Iraq's vice president said he hopes Iraq will completely restore its stability and establish cooperation among Iraq's different political factions.
"Support for Hashemi is not because Hashemi is a Sunni," the vice president said, noting that Turkish leaders understand the situation he is in and he can easily talk to Turkish Prime Minister Recep Tayyip Erdoğan and Foreign Minister Ahmet Davutoğlu whenever he wants.
Hashemi said it is his legitimate right to be tried in Kirkuk and he will not leave the Kurdish region for Baghdad. He indicated that he is not currently planning to travel abroad, even to Turkey, and acknowledged one of the first foreign officials he spoke with following the crisis last December was Davutoğlu, who urged him to stay in Iraq.
Hashemi said the Kurds embraced him because they do not tolerate injustice and that they fear that they could be the next target of the central government in Baghdad if they do not act to resolve the injustice.
Iraqi Prime Minister Nouri al-Maliki is planning to organize a political conference soon, and Hashemi said, there are important matters that need to be resolved before the conference, aimed at reconciling Iraq's rival groups, is held.
Hashemi said it is still not clear whether or not they will send delegates to Baghdad in the case the venue of the national conference is in Baghdad. He said the authorities have jailed his guards, while others have fled government prosecution. Hashemi added that if the government will provide the necessary security for himself and his delegates, his participation in the national conference may be possible.
Speaking with regards to Turkish-Iraqi relations in the face of the latest quarrels between Erdoğan and Maliki, Hashemi said the current situation is not something he wants to see. He said Erdoğan's anger towards Maliki stems from the Turkish prime minister's awareness of Hashemi's situation. He indicated he had told Erdoğan about how Maliki had jailed Hashemi's guards and deployed tanks in front of his house.

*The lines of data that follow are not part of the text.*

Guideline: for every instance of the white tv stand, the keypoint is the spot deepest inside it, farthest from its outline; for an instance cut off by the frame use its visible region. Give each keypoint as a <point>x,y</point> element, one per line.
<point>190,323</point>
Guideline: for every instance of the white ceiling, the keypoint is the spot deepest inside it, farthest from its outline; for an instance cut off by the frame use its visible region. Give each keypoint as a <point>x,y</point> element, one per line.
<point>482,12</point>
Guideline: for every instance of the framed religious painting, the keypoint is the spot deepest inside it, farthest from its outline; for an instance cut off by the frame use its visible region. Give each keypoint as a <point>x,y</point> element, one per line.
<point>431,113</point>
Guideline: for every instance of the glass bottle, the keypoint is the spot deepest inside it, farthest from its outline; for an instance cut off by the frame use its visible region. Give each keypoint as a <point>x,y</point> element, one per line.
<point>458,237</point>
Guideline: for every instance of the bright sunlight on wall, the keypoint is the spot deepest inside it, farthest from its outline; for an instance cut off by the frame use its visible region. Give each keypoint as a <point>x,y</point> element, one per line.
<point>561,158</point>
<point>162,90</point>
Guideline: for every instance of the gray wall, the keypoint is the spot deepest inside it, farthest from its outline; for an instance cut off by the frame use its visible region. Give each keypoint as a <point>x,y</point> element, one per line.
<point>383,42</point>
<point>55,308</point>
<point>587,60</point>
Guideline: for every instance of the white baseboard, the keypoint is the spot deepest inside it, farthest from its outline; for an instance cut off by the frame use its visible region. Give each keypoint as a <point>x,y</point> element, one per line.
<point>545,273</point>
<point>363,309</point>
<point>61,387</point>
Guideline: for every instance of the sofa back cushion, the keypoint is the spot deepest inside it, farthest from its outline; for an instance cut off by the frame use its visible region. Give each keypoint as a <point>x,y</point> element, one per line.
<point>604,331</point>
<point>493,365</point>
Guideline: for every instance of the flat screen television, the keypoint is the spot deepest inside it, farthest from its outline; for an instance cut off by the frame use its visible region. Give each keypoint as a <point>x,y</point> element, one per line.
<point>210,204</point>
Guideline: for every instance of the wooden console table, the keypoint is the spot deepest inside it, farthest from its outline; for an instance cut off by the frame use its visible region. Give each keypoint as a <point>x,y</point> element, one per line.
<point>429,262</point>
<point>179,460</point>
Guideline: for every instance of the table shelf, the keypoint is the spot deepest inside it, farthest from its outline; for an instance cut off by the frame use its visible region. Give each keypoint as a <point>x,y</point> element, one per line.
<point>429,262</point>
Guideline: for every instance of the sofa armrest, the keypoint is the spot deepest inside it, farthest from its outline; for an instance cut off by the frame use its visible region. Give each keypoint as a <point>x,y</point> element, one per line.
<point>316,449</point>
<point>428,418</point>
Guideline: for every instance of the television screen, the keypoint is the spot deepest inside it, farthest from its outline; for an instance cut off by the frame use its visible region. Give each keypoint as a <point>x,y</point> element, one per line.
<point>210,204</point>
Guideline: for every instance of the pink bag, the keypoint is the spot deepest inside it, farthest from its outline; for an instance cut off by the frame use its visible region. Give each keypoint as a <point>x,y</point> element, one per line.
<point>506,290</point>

Erdoğan and Maliki have exchanged harsh words over the past few months with regards to the political crisis that has escalated violence in Turkey's southern neighbor, which is also one of its largest partners in trade. Erdoğan accused Maliki of augmenting his power in Baghdad at the expense of isolating Sunni politicians and igniting civil strife that could plunge the war-torn country into a new cycle of violence.
Maliki harshly slammed Erdoğan for remarks he said represent interference in Iraq's domestic affairs. Maliki claims that Erdoğan is supporting Sunnis in Iraq and that Turkey's position could have "tragic consequences" for Iraq.